A horse walked into a saloon in Virginia City, which is not as unusual as it sounds if you have spent any time in Virginia City. The town has always been hospitable to creatures of uncertain judgment, and on a warm afternoon, a horse fits right in between a prospector and a politician.
Now the bartender, being a man of routine and limited imagination, looked up from his glass-polishing and hollered, “Hey!”
I do not know if he meant it as a greeting, an accusation, or a philosophical statement. In Virginia City, it serves all three purposes equally well.
What happened next improved my day.
The horse turned its head, slow, deliberate, like a man about to correct a newspaper, and said, clear as church bells and twice as unexpected, “Sure!”
You could have heard a poker chip think.
The piano player missed a note he had been abusing for years. A miner froze mid-spit, which is an athletic feat I would not have believed had I not witnessed it. As for me, I checked my drink for signs of treachery, but it looked as innocent as ever, which only deepened my suspicions.
The bartender leaned forward, as a man does when he suspects either a miracle or a lawsuit. “What did you say?”
The horse blinked, patient as a schoolteacher with a slow class. “I said, ‘Sure.’ You said ‘Hey.’ It seemed neighborly to agree.”
Now, there are two kinds of people in this world: those who argue with a talking horse, and those who sense they are outmatched and order another drink.

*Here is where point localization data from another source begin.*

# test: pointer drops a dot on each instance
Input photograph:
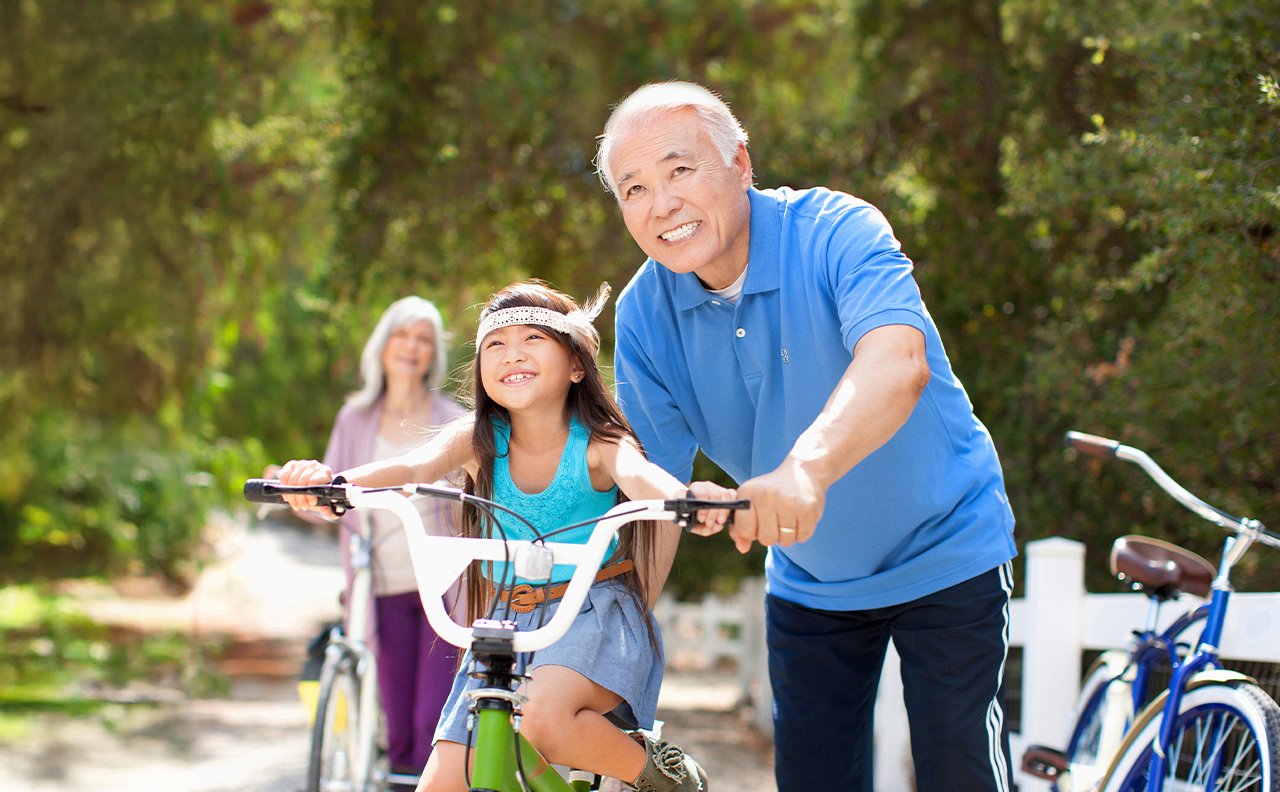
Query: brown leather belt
(524, 596)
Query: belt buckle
(522, 598)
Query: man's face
(682, 205)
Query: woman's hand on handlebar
(712, 521)
(306, 472)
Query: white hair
(654, 100)
(405, 311)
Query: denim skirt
(608, 644)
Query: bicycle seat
(1161, 568)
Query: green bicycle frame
(494, 768)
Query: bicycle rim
(1226, 740)
(336, 735)
(1105, 714)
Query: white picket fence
(1054, 622)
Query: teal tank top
(568, 498)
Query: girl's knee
(443, 770)
(545, 724)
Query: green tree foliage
(205, 206)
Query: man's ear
(743, 161)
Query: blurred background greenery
(204, 206)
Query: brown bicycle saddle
(1160, 567)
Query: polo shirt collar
(762, 260)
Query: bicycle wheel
(336, 733)
(1104, 712)
(1226, 738)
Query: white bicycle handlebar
(440, 561)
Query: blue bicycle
(1207, 728)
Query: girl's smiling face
(524, 366)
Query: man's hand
(306, 472)
(786, 504)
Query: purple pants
(415, 672)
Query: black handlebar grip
(261, 490)
(1092, 445)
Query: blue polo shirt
(743, 381)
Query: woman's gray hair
(658, 99)
(405, 311)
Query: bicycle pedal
(1043, 761)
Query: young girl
(547, 439)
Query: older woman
(400, 403)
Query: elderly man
(781, 332)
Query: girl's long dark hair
(594, 407)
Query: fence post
(754, 669)
(1051, 658)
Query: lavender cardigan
(352, 443)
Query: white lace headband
(575, 324)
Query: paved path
(273, 584)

I belong firmly to the second group, which is why I am here to tell this tale instead of being corrected by livestock.
A fellow at the end of the bar, who had been wrong about most things since birth, decided to test the matter. “What brings you in here?” he asked.
The horse considered him the way a judge considers a repeat offender. “Same as you,” it said. “Bad decisions and a thirst.”
That settled it. The room accepted the horse at once, for it had demonstrated the two qualifications required for citizenship.
The bartender, recovering some courage, asked, “What’ll you have?”
The horse tapped the bar with a hoof, thoughtful. “Oats,” it said, “but I’ll take them fermented if you’ve got the sense for it.”
“Beer?” the bartender offered.
“Close enough,” said the horse.
And so they drank, man and beast, equal under the influence. The conversation improved, as it often does when truth is allowed to wander in uninvited. The horse had opinions on mining, politics, and the general unreliability of humans, all of which were accurate and therefore unpopular.
After a time, the bartender, who could not leave a mystery unbothered, leaned in again. “How is it you can talk?”
The horse shrugged, a remarkable motion in a horse, and it needs to get seen before a person dies. “How is it you can?” it replied.
It silenced him permanently, which I count as the horse’s greatest public service.
When the evening wore thin and the lamps grew generous, the horse set down its drink, nodded to no one in particular, and made for the door.
At the threshold, it paused and looked back. “Next time,” it said, “try asking a better question than ‘Hey.’”
With that, it stepped into the street and returned to being a horse, which is to say it improved its reputation instantly.
The bartender watched it go, then turned to us with the solemn air of a man who has learned nothing but intends to speak anyway.
“Well,” he said, “I’ll be—”
“Sure,” I told him, and ordered another.”